Just like with fish, it is important to take some time and research any decoration, plant, or object you intend to put in your betta's tank.

9. Bettas Are Solitary Fish

A key concern among new owners is whether their betta fish is lonely or bored in the tank all by himself. He is not. Bettas are solitary fish, and while they can sometimes live in community setups, the best we can hope for is that they tolerate other fish in the tank.

Schooling fish like neon tetras, for example, are different. They need to live with others of their kind to feel safe and secure. A neon who lives alone will experience a great deal of stress compared to one who lives in a school.

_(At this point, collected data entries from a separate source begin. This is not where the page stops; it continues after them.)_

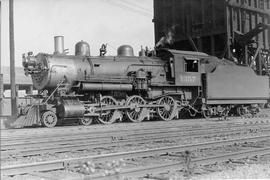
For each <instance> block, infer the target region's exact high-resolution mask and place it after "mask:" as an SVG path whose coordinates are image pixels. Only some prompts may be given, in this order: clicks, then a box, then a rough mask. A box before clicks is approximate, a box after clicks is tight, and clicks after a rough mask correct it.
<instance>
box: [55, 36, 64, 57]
mask: <svg viewBox="0 0 270 180" xmlns="http://www.w3.org/2000/svg"><path fill="white" fill-rule="evenodd" d="M63 53H64V36H54V54H63Z"/></svg>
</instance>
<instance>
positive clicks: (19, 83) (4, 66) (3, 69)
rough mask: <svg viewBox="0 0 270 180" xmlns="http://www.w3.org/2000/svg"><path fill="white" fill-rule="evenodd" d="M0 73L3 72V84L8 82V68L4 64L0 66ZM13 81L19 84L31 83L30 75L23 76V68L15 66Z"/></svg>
mask: <svg viewBox="0 0 270 180" xmlns="http://www.w3.org/2000/svg"><path fill="white" fill-rule="evenodd" d="M1 70H2V71H1V73H2V74H3V82H4V84H10V68H9V67H7V66H4V67H2V68H1ZM15 76H16V77H15V81H16V84H21V85H32V84H33V83H32V80H31V77H30V76H25V74H24V70H23V68H22V67H15Z"/></svg>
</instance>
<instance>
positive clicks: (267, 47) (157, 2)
mask: <svg viewBox="0 0 270 180" xmlns="http://www.w3.org/2000/svg"><path fill="white" fill-rule="evenodd" d="M269 2H270V0H230V1H226V0H154V19H153V22H154V24H155V41H156V43H157V42H158V41H159V39H160V38H161V37H162V36H164V35H165V34H166V32H168V30H169V29H170V28H172V27H174V35H175V36H174V43H173V44H171V45H170V48H174V49H182V50H194V49H193V48H192V45H191V43H190V40H189V38H188V37H190V39H192V40H193V42H194V43H195V45H196V47H197V48H198V50H199V51H203V52H205V53H208V54H212V55H216V56H224V55H228V54H227V53H226V52H227V48H228V47H229V45H230V44H229V43H230V42H231V41H230V40H231V39H232V38H233V31H239V32H241V33H246V32H248V31H249V30H251V29H252V28H254V27H255V26H256V25H257V24H258V23H260V22H264V23H266V24H267V23H268V24H269V23H270V17H269V14H270V9H269ZM269 33H270V32H269V30H268V31H267V30H265V31H264V32H263V33H261V34H259V35H258V36H257V37H255V38H254V39H255V40H257V41H259V42H260V43H261V44H262V45H263V48H264V49H269V37H270V35H269Z"/></svg>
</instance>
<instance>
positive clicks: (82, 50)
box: [75, 41, 90, 56]
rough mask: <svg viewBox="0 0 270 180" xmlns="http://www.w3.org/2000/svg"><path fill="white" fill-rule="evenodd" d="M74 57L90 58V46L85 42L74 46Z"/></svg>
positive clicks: (80, 42) (83, 42) (86, 42)
mask: <svg viewBox="0 0 270 180" xmlns="http://www.w3.org/2000/svg"><path fill="white" fill-rule="evenodd" d="M75 56H90V46H89V44H88V43H87V42H84V41H80V42H78V43H77V44H76V45H75Z"/></svg>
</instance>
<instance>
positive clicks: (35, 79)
mask: <svg viewBox="0 0 270 180" xmlns="http://www.w3.org/2000/svg"><path fill="white" fill-rule="evenodd" d="M54 41H55V52H54V54H46V53H39V54H37V55H35V56H34V55H33V54H32V53H28V54H27V55H23V66H24V71H25V74H26V75H31V77H32V81H33V85H34V87H35V88H36V89H37V90H39V92H40V96H42V97H41V100H42V101H41V102H40V103H36V104H32V105H29V106H27V107H25V108H24V110H23V111H21V114H20V116H21V117H24V119H28V120H27V121H31V120H29V119H32V123H34V124H35V123H36V124H42V125H44V126H46V127H53V126H55V125H56V124H57V123H61V122H63V121H66V120H67V119H75V120H78V121H79V122H80V123H81V124H83V125H90V124H91V123H92V122H93V120H97V121H98V122H100V123H103V124H111V123H113V122H115V121H117V120H119V121H122V120H124V119H127V120H129V121H132V122H141V121H143V120H146V119H148V120H149V119H151V118H152V117H157V116H158V117H159V118H160V119H162V120H164V121H169V120H172V119H174V118H179V116H182V112H183V111H184V110H185V111H186V112H189V113H190V115H192V116H194V115H195V114H198V113H199V114H202V115H203V116H204V117H206V118H208V117H211V116H227V115H228V114H229V113H232V114H238V115H244V114H246V113H256V112H257V111H258V105H259V104H263V103H266V102H267V99H268V98H269V92H268V89H269V79H268V77H266V76H257V75H256V74H255V73H254V71H253V70H252V69H251V68H249V67H245V66H239V65H236V64H235V63H233V62H231V61H229V60H226V59H219V58H217V57H213V56H210V55H207V54H205V53H201V52H190V51H179V50H173V49H162V48H159V49H155V50H154V51H149V50H144V49H142V50H141V51H140V55H139V56H134V53H133V49H132V47H131V46H129V45H123V46H120V47H119V48H118V50H117V56H105V53H106V46H105V45H103V46H102V48H101V49H100V56H95V57H94V56H90V46H89V45H88V44H87V43H86V42H84V41H81V42H78V43H77V44H76V45H75V55H67V54H66V53H65V50H64V39H63V37H62V36H57V37H55V39H54Z"/></svg>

But not bettas. They are fine on their own, and they do not get lonely.

10. Betta Fish Can Jump!

That’s right! They may look a little slow, and usually, they are, but, when startled, a betta can leave an uncovered bowl or tank in a hurry. There are a couple of solutions to this; one being simply to make sure your tank is covered.

The other way to solve this issue is to keep the water level a little lower in the tank so your fish is unable to hop out. Most betta keepers use a combination of these two methods.

Of course, a third way to keep your fish where he belongs is to make his environment as stress-free as possible, but it is impossible to predict what might set him off.

Surviving vs Thriving

The reasons betta fish die are many and complex. And, even if you do things wrong, there is a good chance your betta fish will survive despite your shortcomings. This leads many people to conclude that their fish is just fine or even prefers poor conditions.

After learning the above facts about betta fish, hopefully, you see the reality of it. Your betta may survive if you make all the wrong choices, but it has a better chance of thriving if you make better decisions.

Taking better care of your betta is obviously a benefit to your betta, but to you as well. While it is impossible to guess how any individual betta fish will act, healthy, well-cared-for fish are typically more active, more vibrant, more disease resistant, and live longer.

This article is accurate and true to the best of the author’s knowledge. It is not meant to substitute for diagnosis, prognosis, treatment, prescription, or formal and individualized advice from a veterinary medical professional. Animals exhibiting signs and symptoms of distress should be seen by a veterinarian immediately.

Comments

Eric Dockett (author) from USA on May 16, 2021:

As, I said in the article, they are not "lonely". I also talked about the possibility of keeping them with tank mates in the article.

Ravi Rajan from Mumbai on May 16, 2021:

A nice article on Betta fish .This provided useful information on how to grow them in aquariums and their unique characteristics. One question - Since they are lonely fishes, can we put them with some other fishes inside an aquarium and will that create issues ? Thanks for sharing.

Eric Dockett (author) from USA on May 16, 2021:

Thank you, Liz! I hope it makes people think about how they care for this beautiful fish.

Liz Westwood from UK on May 14, 2021:

This is a well-written, informative and well-organised article. There can be no excuse for not caring for betta fish properly after reading this helpful information.